Élu le 15 mars 2026 à la tête de Saint-Denis, deuxième commune la plus peuplée d’Île-de-France, Bally Bagayoko est devenu en trois semaines l’une des figures politiques les plus commentées de France. Cadre à la RATP, diplômé en géopolitique à l’université Paris-VIII, ancien entraîneur de basket ayant grandi dans les logements sociaux du nord de Saint-Denis : son parcours ne correspond à aucun des clichés que ses détracteurs lui assignent.
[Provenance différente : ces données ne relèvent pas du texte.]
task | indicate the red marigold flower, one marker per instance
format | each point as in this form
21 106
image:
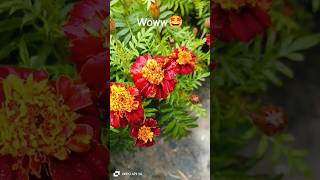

C’est précisément ce décalage qui explique l’intensité des réactions provoquées par son élection.
Un profil qui ne rentre dans aucune case assignée
Né en 1973 à Levallois-Perret de parents originaires du village de Gouni, dans la région malienne de Koulikoro, Bagayoko n’a jamais quitté Saint-Denis. À 15 ans, il vend sur le marché du centre-ville. À 52 ans, il dirige la deuxième commune la plus peuplée d’Île-de-France après Paris. Entre les deux, 25 ans d’engagement local continu : adjoint au maire chargé des sports, vice-président du conseil départemental de Seine-Saint-Denis entre 2008 et 2014, entraîneur du club Saint-Denis Union Sport qu’il a fait monter du niveau départemental jusqu’en Nationale 3 en moins de cinq ans. Ce profil — méritocratique, sédentaire, enraciné dans le service public — contredit point par point le discours qui prétend l’impossible.
La décompensation comme révélateur
La réaction à son élection a pris une forme documentée. Sur CNews, le psychologue Jean Doridot a évoqué, lors d’un débat consacré aux premiers jours de son mandat, la notion de « grands singes » pour qualifier son autorité. Le philosophe Michel Onfray a décrit son appel à l’unité municipale comme l’attitude d’un « mâle dominant ». Le soir même de son élection, une citation tronquée — « ville des Noirs » à la place de « ville des rois et du peuple vivant » — a circulé sur les réseaux sociaux, relayée y compris par des journalistes de RMC et de France 5, qui ont depuis présenté des excuses publiques. Le parquet de Paris a ouvert le 2 avril une enquête pour injure publique à caractère raciste, confiée à l’Office central de lutte contre la haine en ligne, ainsi qu’une enquête distincte pour cyberharcèlement.
6 000 personnes et une échéance nationale
Le 4 avril, Bagayoko a rassemblé environ 6 000 personnes — chiffre de la préfecture — sur le parvis de la mairie de Saint-Denis lors d’un rassemblement citoyen contre le racisme. Il a annoncé un second rassemblement le 3 mai à Paris. Sur France 2, il a exprimé son ambition de faire de Saint-Denis un point de départ d’une dynamique nationale sur les questions de discrimination, à un an de l’élection présidentielle de 2027.